Le Védisme

Les Veda sont les écritures saintes les plus anciennes de l’Inde et peut-être de l’humanité, puisqu’ils datent de plusieurs milliers d’années avant Jésus-Christ. Les Veda, composés essentiellement d’hymnes, ont été transmis à l’humanité par des grands sages des temps anciens (les Rishis) qui, d’après la Tradition, avaient accès à la perception directe de la Réalité.
Le védisme est resté vivant sans interruption depuis tous ces milliers d’années. La transmission des hymnes a d’abord été orale, de maître à disciples, avant de devenir écrite. Lorsque les Veda sont devenus écrits, leur récitation selon différents styles a continué de faire l’objet de transmission dans des écoles védiques, ce jusqu’à nos jours. Par ailleurs, un certain nombre de familles en Inde maintiennent des feux sacrés perpétuels, génération après génération.

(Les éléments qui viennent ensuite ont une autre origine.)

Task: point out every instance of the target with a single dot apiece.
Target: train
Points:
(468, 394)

Lorsque l’on écoute un hymne védique, la sonorité transmet immédiatement quelque chose de magnifique, de puissant et hautement sacré. Leur signification est en revanche plus difficile d’accès, même pour des sanscritistes. Ou plutôt, les hymnes contiennent plusieurs niveaux de signification, du plus banal en apparence au plus spirituel ; l’accès aux niveaux de signification les plus élevés a pour une large part été perdu mais des êtres de haute conscience peuvent les révéler à nouveau.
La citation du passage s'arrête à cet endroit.